Se ha comenzado a hablar ahora de un regreso a la retórica de la llamada guerra fría. Es de suponer que cuando se menciona eso se esté pensando en la posición asumida por Estados Unidos frente al régimen, porque para el gobierno cubano es absolutamente imposible “regresar” a la retórica de la guerra fría, ya que nunca ha abandonado tal lenguaje.

 

Sin embargo, más que un “regreso” por parte de Washington al lenguaje confrontacional puro y duro, como había sucedido en administraciones republicanas anteriores, ahora parece tratarse de una nueva narrativa para enfrentar el problema, donde sin dudas se enarbola el garrote en su versión más letal y trascendente, pero simultáneamente se dejan las puertas abiertas para que el régimen se siente a negociar si es que de verdad le interesa. De ahí pronunciamientos tales como

 

Retamos a Cuba a que venga a la mesa con un nuevo acuerdo que contemple los mejores intereses tanto de su pueblo como del nuestro, y también de los cubano-estadounidenses”, o “Cuando Cuba esté lista a dar pasos concretos hacia estos fines, nosotros vamos a estar listos, dispuestos y en capacidad de sentarnos a la mesa a negociar ese acuerdo mucho mejor para los cubanos, para los estadounidenses, un acuerdo que sea justo y que tenga sentido”.

 

En tiempos de las presidencias republicanas de Eisenhower, Nixon, Ford, Reagan, Bush padre y Bush hijo, nunca se invitó abiertamente a la negociación con la dictadura, aunque tras bambalinas se hicieron intentos por parte de Washington para conversar seriamente con la dictadura castrista y buscar soluciones serias al permanente diferido entre ambos gobiernos. Ahora, por primera vez, junto al garrote y las sanciones se habla abiertamente de sentarse a negociar cuando la dictadura “esté lista a dar pasos concretos”.

 

Lo que implica que tampoco habría negociaciones por el simple placer de negociar y sin lograr avances concretos al no estar definidos objetivos específicos a alcanzar, como sucedió durante diferentes reuniones del gobierno cubano con EEUU en tiempos del “deshielo” de la administración Obama.

 

Es significativo el enfoque cauteloso y sin alardes con que ha comenzado a responder la dictadura al discurso de Donald Trump.
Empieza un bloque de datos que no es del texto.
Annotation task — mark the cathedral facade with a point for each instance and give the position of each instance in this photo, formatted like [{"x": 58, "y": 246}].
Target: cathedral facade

Aparentemente, entienden perfectamente que con independencia del tejemaneje político para la política interna americana, en las palabras del Presidente se definen acciones concretas y específicas que pueden afectar con mayor o menor fuerza los intereses económicos y políticos de la dictadura, pero que sin dudas fueron planteadas de manera inteligente, por lo que La Habana tienen que ser cuidadosa en extremo en sus respuestas, sobre todo cuando enfrenta una situación internacional que no precisamente les favorece, y las realidades económicas en la isla son sombrías, cuando en Washington les están ofreciendo diversas alternativas, pero todas sin la complacencia y “comprensión” mostrada por el gobierno de Obama.

 

Quedó muy claro en el discurso del Presidente el 16 de junio en La Pequeña Habana: “Es difícil pensar en una política que tenga menos sentido que la terrible y errática de la anterior administración hacia el régimen de Castro. Hicieron un pacto con un régimen que propaga la violencia y la inestabilidad en la región y no obtuvieron nada. Ellos peleaban por todo y nosotros no peleamos lo suficiente”.

 

Y parece que ha quedado demasiado claro cual será el enfoque que propicia y defiende la nueva política del Presidente Trump:

 

pero ahora esos días han terminado. Ahora nosotros tenemos las cartas en la mano”.

 

La bola está ahora en el terrero del régimen. Veremos cómo actúa.